Let $M$ space metric compact, $\pi:M\times\mathbb{R}^k\rightarrow M$ projection such that $\pi(x,y)=x$. Let $f_n:M\times\mathbb{R}^k\rightarrow \mathbb{R}$ continuous and $f:M\times\mathbb{R}^k\rightarrow \mathbb{R}$ such that $f=\limsup f_n$
then, as I can prove that $\pi(f^{-1}\{(0,1 ]\})$ is Borel?
grateful can give me any suggestions
Let $\mathcal{B}$ denote the Borel sets. For all $t\in \mathbb{R}$ $$(\sup_n f_n)^{-1} ([-\infty,t]) = \{ x\in X: f_n(x) \le t ~\forall~ n \in \mathbb{N} \} = \bigcap_{n\in \mathbb{N}} f_n^{-1} ([-\infty, t]) \in \mathcal{B}$$ And so $\sup_n f_n$ is $\mathcal{B}$-measurable.
Similarily, $\lim \sup_n f_n$ and $\lim \inf_n f_n$ are $\mathcal{B}$-measurable since they are (by definition) a $\sup$ followed by an $\inf$ or an $\inf$ followed by a $\sup$.

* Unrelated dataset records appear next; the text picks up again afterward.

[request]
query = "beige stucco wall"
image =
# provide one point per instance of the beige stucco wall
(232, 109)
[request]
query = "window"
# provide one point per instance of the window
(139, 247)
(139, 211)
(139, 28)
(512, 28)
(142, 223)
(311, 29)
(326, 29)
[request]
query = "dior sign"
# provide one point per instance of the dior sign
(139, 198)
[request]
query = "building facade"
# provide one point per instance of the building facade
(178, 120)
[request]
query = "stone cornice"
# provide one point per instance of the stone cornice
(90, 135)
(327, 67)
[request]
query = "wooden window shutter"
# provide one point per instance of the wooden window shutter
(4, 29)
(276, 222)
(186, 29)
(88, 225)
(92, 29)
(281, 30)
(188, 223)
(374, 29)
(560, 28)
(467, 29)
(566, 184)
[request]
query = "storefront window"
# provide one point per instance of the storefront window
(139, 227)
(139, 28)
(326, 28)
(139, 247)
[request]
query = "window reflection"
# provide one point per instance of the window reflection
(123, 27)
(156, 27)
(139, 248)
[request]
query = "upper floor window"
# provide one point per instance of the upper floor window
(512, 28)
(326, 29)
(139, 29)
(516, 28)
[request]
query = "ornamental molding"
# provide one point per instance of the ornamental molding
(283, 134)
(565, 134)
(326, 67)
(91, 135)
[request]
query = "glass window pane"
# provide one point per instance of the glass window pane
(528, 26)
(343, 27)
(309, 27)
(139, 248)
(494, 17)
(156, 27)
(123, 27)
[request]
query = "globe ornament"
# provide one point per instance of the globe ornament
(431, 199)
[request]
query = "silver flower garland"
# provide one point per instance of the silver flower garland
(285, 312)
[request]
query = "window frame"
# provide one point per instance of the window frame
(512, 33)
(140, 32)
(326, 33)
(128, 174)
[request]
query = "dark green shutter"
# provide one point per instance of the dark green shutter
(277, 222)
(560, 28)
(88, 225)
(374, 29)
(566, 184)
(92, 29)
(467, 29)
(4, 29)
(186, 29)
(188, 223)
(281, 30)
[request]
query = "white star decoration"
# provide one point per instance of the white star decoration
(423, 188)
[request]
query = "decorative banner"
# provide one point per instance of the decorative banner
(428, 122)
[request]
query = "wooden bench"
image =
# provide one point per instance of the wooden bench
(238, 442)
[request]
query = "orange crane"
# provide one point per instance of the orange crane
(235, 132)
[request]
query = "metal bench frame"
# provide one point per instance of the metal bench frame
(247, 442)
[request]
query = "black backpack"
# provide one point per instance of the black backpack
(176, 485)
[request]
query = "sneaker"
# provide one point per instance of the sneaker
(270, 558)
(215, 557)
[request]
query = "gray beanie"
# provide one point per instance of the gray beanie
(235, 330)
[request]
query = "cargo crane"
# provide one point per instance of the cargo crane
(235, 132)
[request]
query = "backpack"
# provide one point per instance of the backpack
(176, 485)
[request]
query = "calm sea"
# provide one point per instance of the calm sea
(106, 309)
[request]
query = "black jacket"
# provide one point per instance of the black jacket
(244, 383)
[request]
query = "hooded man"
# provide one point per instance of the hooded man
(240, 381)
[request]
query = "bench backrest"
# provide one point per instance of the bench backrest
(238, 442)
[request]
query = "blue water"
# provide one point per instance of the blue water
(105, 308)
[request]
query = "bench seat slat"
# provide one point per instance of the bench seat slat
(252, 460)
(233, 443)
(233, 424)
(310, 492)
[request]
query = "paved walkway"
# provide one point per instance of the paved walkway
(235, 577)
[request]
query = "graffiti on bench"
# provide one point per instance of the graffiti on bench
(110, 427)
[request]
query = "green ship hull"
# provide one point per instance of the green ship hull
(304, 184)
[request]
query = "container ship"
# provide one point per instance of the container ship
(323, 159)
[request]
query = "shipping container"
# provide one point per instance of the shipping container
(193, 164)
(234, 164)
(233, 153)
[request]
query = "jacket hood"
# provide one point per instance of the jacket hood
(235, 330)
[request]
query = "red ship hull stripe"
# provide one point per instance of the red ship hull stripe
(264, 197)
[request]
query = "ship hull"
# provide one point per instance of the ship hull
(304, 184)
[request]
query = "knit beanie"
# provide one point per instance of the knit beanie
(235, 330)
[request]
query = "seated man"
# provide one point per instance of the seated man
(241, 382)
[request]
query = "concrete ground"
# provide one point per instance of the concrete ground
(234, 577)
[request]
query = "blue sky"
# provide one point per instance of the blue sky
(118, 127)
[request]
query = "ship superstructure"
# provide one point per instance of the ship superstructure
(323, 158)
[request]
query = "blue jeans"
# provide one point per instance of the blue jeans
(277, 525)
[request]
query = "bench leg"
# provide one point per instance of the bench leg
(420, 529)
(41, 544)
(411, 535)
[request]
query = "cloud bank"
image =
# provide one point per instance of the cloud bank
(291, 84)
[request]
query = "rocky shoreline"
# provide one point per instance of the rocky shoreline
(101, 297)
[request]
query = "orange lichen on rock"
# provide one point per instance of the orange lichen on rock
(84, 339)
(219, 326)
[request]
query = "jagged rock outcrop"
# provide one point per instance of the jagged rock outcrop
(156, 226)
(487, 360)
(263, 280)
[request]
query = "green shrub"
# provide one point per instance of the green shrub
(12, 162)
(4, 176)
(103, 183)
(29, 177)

Finally, the projection map is a continuous mapping which is a general fact from topology and if a function is continuous then the preimage of an open set is open (see Munkres or do this as a simple exercise... or check here, here, or here).
You should know (or can easily show) that $(0,1] \in \mathcal{B}$. So as $f$ is $\mathcal{B}$-measurable it follows that $f^{-1}((0,1])\in\mathcal{B}$. And from this it is an elementary fact that $\pi(B)\in\mathcal{B}$ for any Borel set $B$ because of facts about the product topology. (Note: I am being a little abusive because the $\mathcal{B}$ at the top is a different type of collection of Borel sets than the one in the last sentence for the obvious reason).